Nathan Benderson Park will offer a Dragon Boat program to the general public beginning in January. Although Long loves her new sport, she noted that those cancer survivors competing with her are, indeed, in a different boat. "We are such a family, a community," she said. "I look at it through these eyes."

That being said, she believes the public will love competing on a team with 22 people who all have the same goals. "We are a party when we all are together," she said. "At the same time, we all work hard out there."

Lakewood Ranch's Dana Bauer competes with Long's squad.

"No. 1, it is a great core workout, and great for the upper body," said Bauer, who is 72. "Age makes no difference and you get out of it however much you want to put into it. I love the camaraderie in that boat, the thrill of competing.

"It also gets you out to enjoy Nathan Benderson Park, which is right under our feet. I'm not sure people know about everything that is offered here.
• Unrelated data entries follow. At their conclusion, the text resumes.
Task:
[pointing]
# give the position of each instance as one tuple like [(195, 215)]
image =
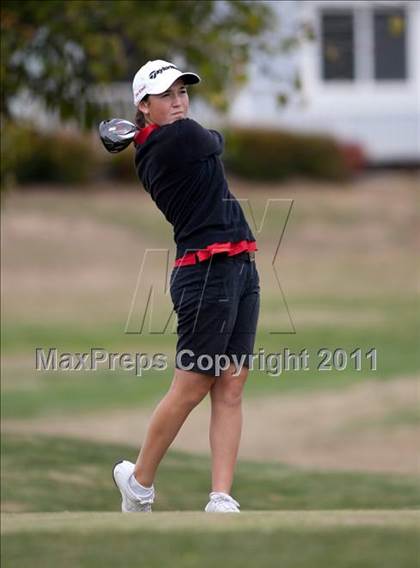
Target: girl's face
[(167, 107)]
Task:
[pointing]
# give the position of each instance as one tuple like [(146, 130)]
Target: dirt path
[(362, 428)]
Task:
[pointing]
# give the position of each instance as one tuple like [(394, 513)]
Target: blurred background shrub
[(275, 155), (30, 156)]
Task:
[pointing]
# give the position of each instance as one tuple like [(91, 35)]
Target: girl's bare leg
[(186, 391), (226, 426)]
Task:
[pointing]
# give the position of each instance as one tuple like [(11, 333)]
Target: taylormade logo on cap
[(156, 77)]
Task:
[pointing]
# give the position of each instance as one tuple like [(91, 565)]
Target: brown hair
[(140, 119)]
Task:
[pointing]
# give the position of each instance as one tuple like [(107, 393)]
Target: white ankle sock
[(138, 488)]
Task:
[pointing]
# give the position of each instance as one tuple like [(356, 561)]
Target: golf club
[(117, 133)]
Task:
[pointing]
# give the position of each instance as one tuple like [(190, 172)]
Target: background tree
[(58, 51)]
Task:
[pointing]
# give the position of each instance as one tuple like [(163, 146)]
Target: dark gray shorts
[(217, 303)]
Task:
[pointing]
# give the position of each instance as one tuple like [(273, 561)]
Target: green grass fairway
[(47, 474), (304, 539)]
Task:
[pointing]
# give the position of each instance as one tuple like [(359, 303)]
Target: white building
[(360, 77)]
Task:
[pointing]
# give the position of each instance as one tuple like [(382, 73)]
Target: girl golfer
[(214, 284)]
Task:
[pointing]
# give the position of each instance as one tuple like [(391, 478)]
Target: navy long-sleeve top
[(180, 165)]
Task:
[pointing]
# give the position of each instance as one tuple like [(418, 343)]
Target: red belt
[(230, 248)]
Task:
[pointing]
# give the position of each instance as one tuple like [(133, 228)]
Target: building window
[(337, 45), (390, 44), (363, 43)]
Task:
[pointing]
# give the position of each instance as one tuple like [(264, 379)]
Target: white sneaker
[(131, 503), (221, 503)]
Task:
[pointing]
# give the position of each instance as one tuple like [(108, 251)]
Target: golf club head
[(116, 134)]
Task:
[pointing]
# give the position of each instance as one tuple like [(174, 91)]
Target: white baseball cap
[(156, 77)]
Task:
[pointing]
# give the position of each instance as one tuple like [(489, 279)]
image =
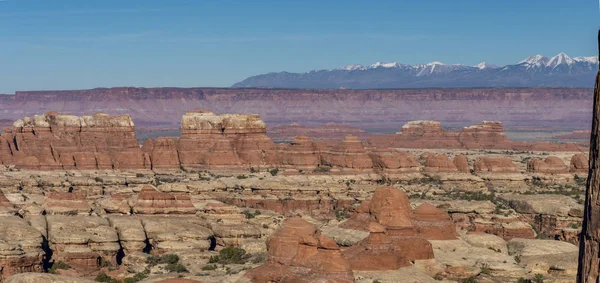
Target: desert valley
[(82, 200)]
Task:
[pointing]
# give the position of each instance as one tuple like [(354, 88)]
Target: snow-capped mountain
[(537, 70)]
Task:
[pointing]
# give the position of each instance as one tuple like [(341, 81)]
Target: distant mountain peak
[(385, 65), (485, 65), (560, 59), (352, 67), (435, 63), (537, 70), (536, 60)]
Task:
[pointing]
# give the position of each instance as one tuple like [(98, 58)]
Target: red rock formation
[(487, 134), (66, 204), (6, 208), (439, 163), (494, 165), (434, 224), (390, 207), (550, 165), (579, 163), (376, 252), (151, 201), (302, 153), (298, 252), (393, 161), (418, 134), (162, 152), (461, 163), (58, 141), (327, 132), (224, 141), (350, 153)]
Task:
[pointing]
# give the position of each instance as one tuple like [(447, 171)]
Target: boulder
[(376, 252), (461, 163), (298, 252), (433, 223), (83, 242), (350, 153)]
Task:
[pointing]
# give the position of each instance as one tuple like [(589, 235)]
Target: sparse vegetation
[(322, 169), (485, 269), (58, 265), (162, 259), (102, 277), (209, 267), (250, 215), (580, 181), (176, 267), (136, 278), (230, 255)]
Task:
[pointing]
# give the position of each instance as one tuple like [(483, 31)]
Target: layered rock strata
[(60, 141), (298, 252)]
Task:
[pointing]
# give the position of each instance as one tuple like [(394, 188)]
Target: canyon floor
[(213, 226), (82, 201)]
There is beautiful sand, and a great picnic area. Every time I get into this boat, it is a thrill." 

2. MOMMY & ME: Rissler said this program is one of "the top things on our list." Moms spend time together lakeside exercising and sharing stories. "It's a beautiful setting and we have plenty of space," Rissler said. "We don't need a gymnasium, just an instructor."

3. BIRD WATCHING: "The nature and ecotourism perspective has taken off," Rissler said. "We have a bird rookery, a nesting bird habitat. The park has two littoral shelves on the north lake where wading birds and turtles find refuge. "Water sloshes in and out," said Whitford. "It makes it perfect for snakes, birds, gators."

4. FISHING: The lake sports a variety of panfish. Gas motors are prohibited, but fishermen can get around the lake with an electric motor, which is not restricted in size.

5. DOG WALKING: Benderson Park is a dog-friendly park, as long as pets are kept on a 6-foot leash. Doggie bags are provided. Rissler noted that many people who like to exercise by walking or running with their dogs can't bring their pets to many public parks.

6. REMOTE CONTROL BOATING: Whitford said a regular group uses the North Lake to compete and sail their remote control boats, along with staging regattas. He said the north lake has banks all the way around so that if a remote control boat doesn't respond, the owner can eventually scoop it up along the shore.

7. ROLERBLADING: The park features a flat trail that is smooth with no potholes. The asphalt trail is 3.5 miles long and 15 feet wide.

8. STAND-UP PADDLE BOARDING: Whitford said the plan would be to purchase paddle boards and rent them to the public. He noted that paddle boarding started as a way to surf in Hawaii and since has morphed into its own sport. He said there is a demand for board rentals.

9. KAYAKING: Another sport that creates wellness, kayaking also allows the participant to take in nature.

10. YOGA: Down the road, the park might invest in an indoor facility, but for now, what better way to enjoy a group yoga workout than by doing it alongside a lake?